Bug 6617 - Implicit shared library dependencies are not handled correctly
Summary: Implicit shared library dependencies are not handled correctly
Status: RESOLVED WONTFIX
Alias: None
Product: binutils
Classification: Unclassified
Component: gold (show other bugs)
Version: 2.19
: P2 normal
Target Milestone: ---
Assignee: Ian Lance Taylor
URL:
Keywords:
Depends on:
Blocks:
 
Reported: 2008-06-10 16:38 UTC by Kris Van Hees
Modified: 2008-06-10 19:28 UTC (History)
1 user (show)

See Also:
Host:
Target:
Build:
Last reconfirmed:


Attachments

Note You need to log in before you can comment on or make changes to this bug.
Description Kris Van Hees 2008-06-10 16:38:38 UTC
Gold does not seem to handle implicit shared library dependencies.  The
following test case fails:

bar.c:
------
int bar() {
    return 0;
}

foo.c:
------
extern int bar();

int foo() {
    return bar();
}

app.c:
------
extern int foo();
extern int bar();

int main(int argc, char *argv[]) {
    foo();
    bar();
}

Sequence of commands to reproduce:
----------------------------------
gcc -c -o app.o app.c
gcc -fpic -c -o foo.o foo.c
gcc -fpic -c -o bar.o bar.c
ld -shared -olibbar.so bar.o
ld -shared -olibfoo.so -L. -lbar foo.o
gcc -o app -Wl,-rpath,. -L. -lfoo app.o

Output:
-------
/usr/bin/ld: app.o: in function main:app.c(.text+0x1f): undefined reference to 'bar'
collect2: ld returned 1 exit status

Reference:
----------
This example works perfectly with the old linker.
Comment 1 Ian Lance Taylor 2008-06-10 19:28:36 UTC
This is intentional.

In order to implement this correctly, it's necessary for the linker to exactly
emulate the dynamic linker.  This is rather complicated on GNU/Linux; look at
code like gld${EMULATION_NAME}_try_needed in src/ld/emultempl/elf32.em. 
Historically there have been many bugs in this code, and the effect has been
both inappropriate errors and inappropriate non-errors.

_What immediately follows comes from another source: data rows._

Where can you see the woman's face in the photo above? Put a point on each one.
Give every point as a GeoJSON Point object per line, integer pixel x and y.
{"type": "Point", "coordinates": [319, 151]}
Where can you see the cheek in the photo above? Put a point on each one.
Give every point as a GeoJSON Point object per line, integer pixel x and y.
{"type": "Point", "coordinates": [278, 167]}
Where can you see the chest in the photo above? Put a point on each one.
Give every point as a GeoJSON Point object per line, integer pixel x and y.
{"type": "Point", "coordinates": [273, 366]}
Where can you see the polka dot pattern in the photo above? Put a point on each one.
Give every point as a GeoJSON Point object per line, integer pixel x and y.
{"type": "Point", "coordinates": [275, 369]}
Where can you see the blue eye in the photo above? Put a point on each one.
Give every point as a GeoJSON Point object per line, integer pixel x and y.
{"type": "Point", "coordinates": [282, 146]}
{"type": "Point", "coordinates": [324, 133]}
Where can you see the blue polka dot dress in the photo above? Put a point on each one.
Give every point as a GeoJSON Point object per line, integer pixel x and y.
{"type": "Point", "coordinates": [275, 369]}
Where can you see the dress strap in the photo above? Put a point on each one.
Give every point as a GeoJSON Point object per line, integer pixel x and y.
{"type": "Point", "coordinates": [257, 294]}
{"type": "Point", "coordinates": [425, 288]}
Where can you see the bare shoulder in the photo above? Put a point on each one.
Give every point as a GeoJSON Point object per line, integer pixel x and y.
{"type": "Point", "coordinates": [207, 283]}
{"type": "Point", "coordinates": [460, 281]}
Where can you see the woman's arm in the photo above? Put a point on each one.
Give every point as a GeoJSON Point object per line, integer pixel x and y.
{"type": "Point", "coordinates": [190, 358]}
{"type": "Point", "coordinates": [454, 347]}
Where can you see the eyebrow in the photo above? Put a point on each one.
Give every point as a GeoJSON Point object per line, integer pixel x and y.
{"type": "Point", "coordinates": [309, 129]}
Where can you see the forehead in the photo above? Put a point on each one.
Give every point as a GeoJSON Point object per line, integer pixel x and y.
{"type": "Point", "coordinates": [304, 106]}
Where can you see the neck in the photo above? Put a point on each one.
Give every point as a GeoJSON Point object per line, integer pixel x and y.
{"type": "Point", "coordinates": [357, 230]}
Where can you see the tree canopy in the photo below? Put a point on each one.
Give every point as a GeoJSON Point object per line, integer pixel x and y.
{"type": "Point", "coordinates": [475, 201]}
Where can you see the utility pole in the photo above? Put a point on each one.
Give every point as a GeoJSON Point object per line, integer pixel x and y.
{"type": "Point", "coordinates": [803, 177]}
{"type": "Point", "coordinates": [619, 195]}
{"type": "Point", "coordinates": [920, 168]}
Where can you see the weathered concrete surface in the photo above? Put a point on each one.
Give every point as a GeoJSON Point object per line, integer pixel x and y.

Also, searching for dependent shared libraries is very rarely useful, and it
slows down the linker.  I don't know of any reason why it is required, except
for better error reporting in some cases (which is the reason that it was
originally implemented in the GNU linker).

While clearly this is a change in behaviour, I don't think it will affect very
many programs.  And the fix is simple: either link against the shared library
which defines the symbol you need, or use the appropriate --unresolved-symbols
option (here I have to admit that gold does not yet implement that option).